Accessing Unstructured API

Method 1: Partition via API (partition_via_api)

  • Functionality: Automates the partitioning of documents using the hosted or locally hosted Unstructured API.

  • Key Features: - API Key Authentication. - Automatic or explicit MIME type handling.

  • Usage Examples:

    • Basic Use Case:

      from unstructured.partition.api import partition_via_api
      
      filename = "example-docs/eml/fake-email.eml"
      elements = partition_via_api(filename=filename, api_key="MY_API_KEY", content_type="message/rfc822")
      
    • Advanced Settings:

      from unstructured.partition.api import partition_via_api
      
      filename = "example-docs/DA-1p.pdf"
      elements = partition_via_api(
        filename=filename, api_key="MY_API_KEY", strategy="auto", pdf_infer_table_structure="true"
      )
      
    • Self-Hosting or Local API:

      from unstructured.partition.api import partition_via_api
      
      filename = "example-docs/eml/fake-email.eml"
      elements = partition_via_api(
        filename=filename, api_url="http://localhost:5000/general/v0/general"
      )
      
  • More Details: For comprehensive information, visit the Partition via API Documentation.

Method 2: Local Deployment Using unstructured-api Library

  • Environment Setup: - Use pyenv and virtualenv for environment management. - Install dependencies as per OS requirements.

  • Running the Application: - Run make install for dependencies installation. - Start with make run-jupyter for Jupyter Notebook or make run-web-app for FastAPI Web App.

  • Using the API Locally: - Example API Call:

    curl -X 'POST' \
      'http://localhost:8000/general/v0/general' \
      -H 'accept: application/json' \
      -H 'Content-Type: multipart/form-data' \
      -F 'files=@sample-docs/family-day.eml' \
      | jq -C . | less -R
    
  • Additional Features:

    • Parallel processing for PDFs with environment variables.

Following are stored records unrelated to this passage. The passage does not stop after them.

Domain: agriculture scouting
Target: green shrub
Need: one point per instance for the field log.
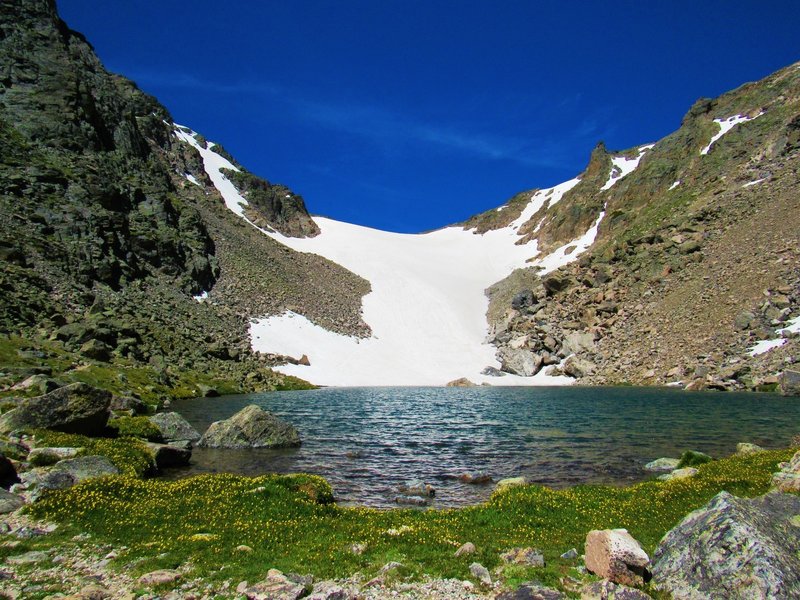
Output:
(691, 458)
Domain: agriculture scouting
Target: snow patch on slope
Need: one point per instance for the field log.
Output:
(792, 326)
(427, 308)
(725, 125)
(623, 166)
(213, 163)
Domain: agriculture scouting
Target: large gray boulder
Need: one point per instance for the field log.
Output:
(65, 474)
(75, 408)
(174, 428)
(251, 427)
(733, 548)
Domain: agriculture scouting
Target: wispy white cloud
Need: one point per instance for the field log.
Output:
(395, 131)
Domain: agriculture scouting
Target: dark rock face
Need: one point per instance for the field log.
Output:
(733, 548)
(174, 428)
(251, 427)
(75, 408)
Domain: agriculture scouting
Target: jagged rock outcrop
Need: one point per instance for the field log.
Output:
(251, 427)
(733, 548)
(76, 408)
(695, 261)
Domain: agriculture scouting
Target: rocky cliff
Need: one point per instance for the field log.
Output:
(696, 259)
(109, 225)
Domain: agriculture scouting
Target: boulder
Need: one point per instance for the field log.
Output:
(608, 590)
(733, 548)
(578, 341)
(129, 404)
(65, 474)
(8, 473)
(75, 408)
(663, 464)
(508, 483)
(462, 382)
(480, 573)
(678, 474)
(748, 448)
(578, 367)
(251, 427)
(528, 557)
(166, 455)
(174, 428)
(9, 502)
(520, 361)
(789, 383)
(613, 554)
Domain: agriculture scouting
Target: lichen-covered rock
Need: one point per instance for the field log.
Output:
(167, 455)
(76, 408)
(788, 478)
(608, 590)
(251, 427)
(65, 474)
(174, 428)
(615, 555)
(733, 548)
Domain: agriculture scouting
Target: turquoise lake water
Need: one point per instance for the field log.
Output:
(368, 441)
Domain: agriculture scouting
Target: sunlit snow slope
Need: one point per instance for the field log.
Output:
(427, 308)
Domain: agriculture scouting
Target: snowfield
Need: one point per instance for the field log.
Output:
(427, 307)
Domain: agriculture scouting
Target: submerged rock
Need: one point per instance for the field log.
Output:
(174, 428)
(76, 408)
(733, 548)
(251, 427)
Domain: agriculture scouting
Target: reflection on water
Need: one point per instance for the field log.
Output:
(368, 441)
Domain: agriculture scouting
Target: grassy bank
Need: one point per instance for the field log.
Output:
(291, 523)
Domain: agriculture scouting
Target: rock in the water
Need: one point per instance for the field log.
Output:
(417, 487)
(403, 499)
(251, 427)
(747, 448)
(509, 482)
(532, 591)
(613, 554)
(733, 548)
(174, 428)
(9, 502)
(462, 382)
(129, 404)
(160, 577)
(475, 478)
(789, 383)
(166, 455)
(608, 590)
(465, 550)
(529, 557)
(678, 474)
(662, 464)
(480, 573)
(788, 478)
(75, 408)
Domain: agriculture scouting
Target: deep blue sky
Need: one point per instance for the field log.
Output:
(409, 115)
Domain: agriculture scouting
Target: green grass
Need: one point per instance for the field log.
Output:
(129, 455)
(291, 523)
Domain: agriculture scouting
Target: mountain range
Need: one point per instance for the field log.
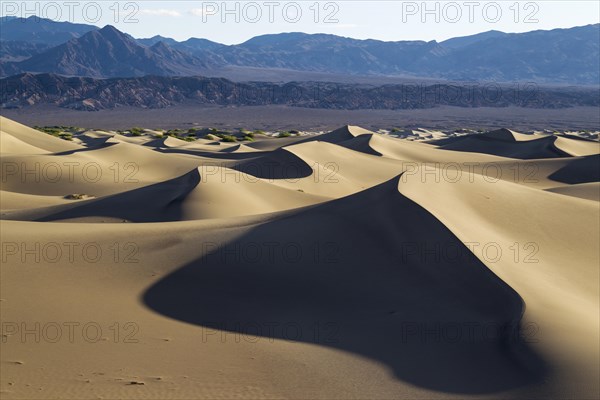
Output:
(559, 56)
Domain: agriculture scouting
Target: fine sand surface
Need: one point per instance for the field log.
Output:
(348, 265)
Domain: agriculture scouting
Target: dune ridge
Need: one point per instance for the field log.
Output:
(351, 264)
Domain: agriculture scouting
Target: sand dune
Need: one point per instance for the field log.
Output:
(345, 265)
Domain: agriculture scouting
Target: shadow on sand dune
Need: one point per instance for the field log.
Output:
(373, 274)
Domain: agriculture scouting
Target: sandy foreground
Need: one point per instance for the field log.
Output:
(348, 265)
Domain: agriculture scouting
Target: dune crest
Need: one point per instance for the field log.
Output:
(465, 266)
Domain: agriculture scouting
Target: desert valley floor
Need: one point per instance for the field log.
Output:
(346, 265)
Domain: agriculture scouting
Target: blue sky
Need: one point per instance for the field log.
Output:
(236, 21)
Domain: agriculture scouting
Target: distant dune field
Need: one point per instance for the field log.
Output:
(342, 265)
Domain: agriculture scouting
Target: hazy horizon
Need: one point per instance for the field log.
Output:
(236, 22)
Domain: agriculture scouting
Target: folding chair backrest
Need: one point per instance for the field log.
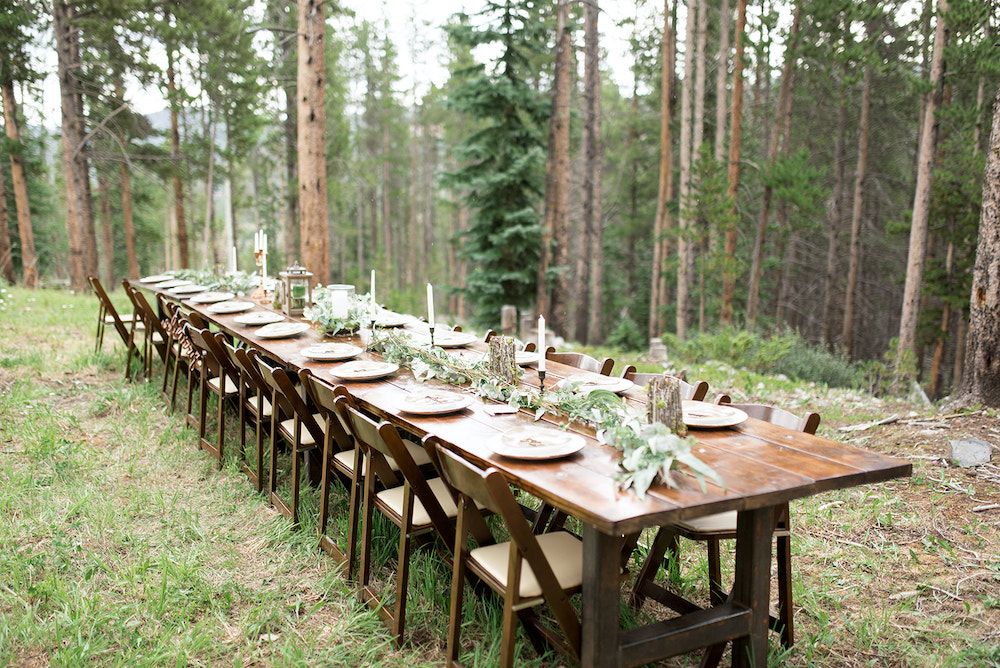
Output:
(696, 391)
(108, 308)
(583, 362)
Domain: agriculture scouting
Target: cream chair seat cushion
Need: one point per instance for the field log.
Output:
(563, 551)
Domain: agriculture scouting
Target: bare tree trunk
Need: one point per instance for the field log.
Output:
(921, 201)
(721, 79)
(66, 35)
(107, 227)
(981, 377)
(6, 258)
(664, 220)
(735, 144)
(684, 220)
(175, 153)
(784, 109)
(592, 203)
(854, 255)
(312, 139)
(557, 186)
(29, 260)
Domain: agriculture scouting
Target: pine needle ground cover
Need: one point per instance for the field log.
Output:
(120, 543)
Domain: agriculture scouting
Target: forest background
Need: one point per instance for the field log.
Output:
(814, 166)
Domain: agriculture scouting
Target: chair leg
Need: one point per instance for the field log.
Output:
(785, 607)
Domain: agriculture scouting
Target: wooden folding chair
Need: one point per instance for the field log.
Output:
(712, 529)
(582, 362)
(304, 431)
(216, 377)
(255, 408)
(419, 507)
(525, 571)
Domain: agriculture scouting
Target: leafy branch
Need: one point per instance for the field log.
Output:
(650, 452)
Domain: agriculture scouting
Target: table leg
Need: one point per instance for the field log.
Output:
(599, 634)
(752, 587)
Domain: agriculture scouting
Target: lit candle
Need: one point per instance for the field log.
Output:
(430, 305)
(541, 343)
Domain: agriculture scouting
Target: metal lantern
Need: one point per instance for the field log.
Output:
(297, 284)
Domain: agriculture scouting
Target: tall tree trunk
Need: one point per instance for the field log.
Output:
(66, 35)
(175, 153)
(592, 203)
(107, 227)
(784, 109)
(312, 139)
(684, 220)
(663, 225)
(854, 255)
(6, 258)
(735, 145)
(556, 222)
(836, 217)
(721, 79)
(29, 260)
(209, 190)
(921, 200)
(981, 377)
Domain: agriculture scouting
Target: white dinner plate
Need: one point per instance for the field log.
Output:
(211, 297)
(171, 283)
(391, 319)
(280, 330)
(330, 352)
(230, 307)
(536, 442)
(188, 289)
(435, 402)
(588, 382)
(259, 318)
(449, 339)
(363, 370)
(705, 415)
(523, 358)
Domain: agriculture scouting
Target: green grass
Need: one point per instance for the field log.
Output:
(123, 544)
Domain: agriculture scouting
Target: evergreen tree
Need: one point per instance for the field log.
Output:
(502, 163)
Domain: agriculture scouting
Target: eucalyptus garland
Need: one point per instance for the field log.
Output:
(650, 452)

    • Server load management with UNSTRUCTURED_MEMORY_FREE_MINIMUM_MB.

  • Using Docker Image: Docker commands for pulling and running the container.

  • More Details: Check out the unstructured-api GitHub Repository for further information.

Method 3: Accessing via Swagger UI

  • Procedure:

    1. Visit the Swagger UI Documentation: Swagger UI.

    2. Click “Try it out” for interactive testing.

    3. Enter API key in “unstructured-api-key” field

    4. Enter parameters in “Request body”.

    5. Click “execute” to send the request.

    6. Download or view the JSON output.